All of these definitions are at best incomplete and at worst outright wrong. (4) is somewhat close to being right, but like all of these definitions, it does not supply a codomain and therefore cannot explain the concept of a surjective function (for example, if you take the floor function over $\mathbb{R} \rightarrow \mathbb{R}$, it is not surjective, but if you take it over $\mathbb{R} \rightarrow \mathbb{Z}$, it is surjective, yet both of these functions contain exactly the same set of ordered pairs in their respective graphs). Unlike the other definitions, (4) does imply a specific domain - the domain is just the set of $x$ coordinates. However, students might not notice this subtlety, and the existence of the other (wronger) definitions tends to deemphasize the idea that the domain can be chosen arbitrarily. (4) is also incompatible with algebraic and (for the most part) analytic manipulation, so students will have to work with the other definitions regardless of what they think of (4).
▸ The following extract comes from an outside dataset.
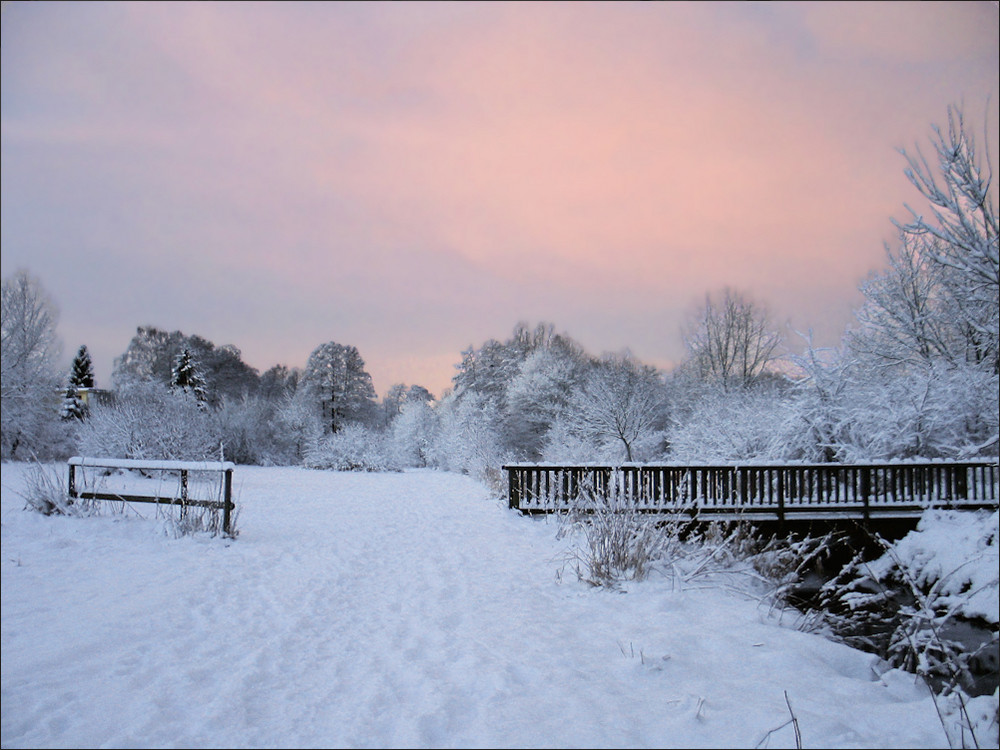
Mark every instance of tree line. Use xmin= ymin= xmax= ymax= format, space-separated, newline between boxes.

There is one exercise at the high-school level that does describe functions more or less correctly, but it tends to get neglected in favor of the definitions given above. It usually looks like this: Students are shown a diagram with two adjacent ellipses or circles, each containing a small number of labeled points, and arrows from points in the left ellipse to points in the right ellipse. Students are then (correctly) told that these diagrams show (binary) relations, and are typically asked to identify which relations are functions, one-to-one, etc. These diagrams contain all of the required elements of a function, including the codomain. However, this visualization is usually dropped in favor of the so-called "vertical line test" (i.e. draw vertical lines through the graph of a function, and make sure that each line intersects the graph at most once) and "horizontal line test" (the same, but with horizontal lines), which can be used on infinite relations/functions (unlike drawing out an explicit relation diagram one point at a time). I suspect that many students prefer the vertical/horizontal line tests, because they are specific "recipes" that students can use to "get the right answer" and do well on exams or homework (whereas trying to visualize infinitely many arrows between points is going to be difficult at best).
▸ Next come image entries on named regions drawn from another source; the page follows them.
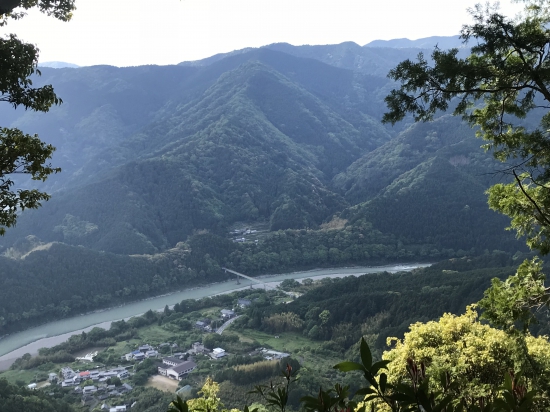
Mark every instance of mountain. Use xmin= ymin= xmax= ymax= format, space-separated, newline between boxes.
xmin=38 ymin=61 xmax=80 ymax=69
xmin=0 ymin=49 xmax=391 ymax=254
xmin=0 ymin=43 xmax=527 ymax=334
xmin=334 ymin=115 xmax=522 ymax=251
xmin=365 ymin=36 xmax=466 ymax=50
The other serious problem at the high-school level is that most students don't properly appreciate the distinction between $f$ and $f(x)$. Of course, mathematicians often ignore this distinction as well, because it's a rather fine and technical distinction which only sometimes matters, but many students are not even aware that there is a distinction to be drawn in the first place. If you cannot even write $f$ by itself without confusing half the class, how do you expect them to understand $f: A \rightarrow B$?
TL;DR: We don't give students a proper explanation of "domain" because we don't give them a proper explanation of "function," and that in turn is because of high-school's emphasis on algebra, graphing, and other specific ways of applying the math, rather than on a broader conceptual foundation.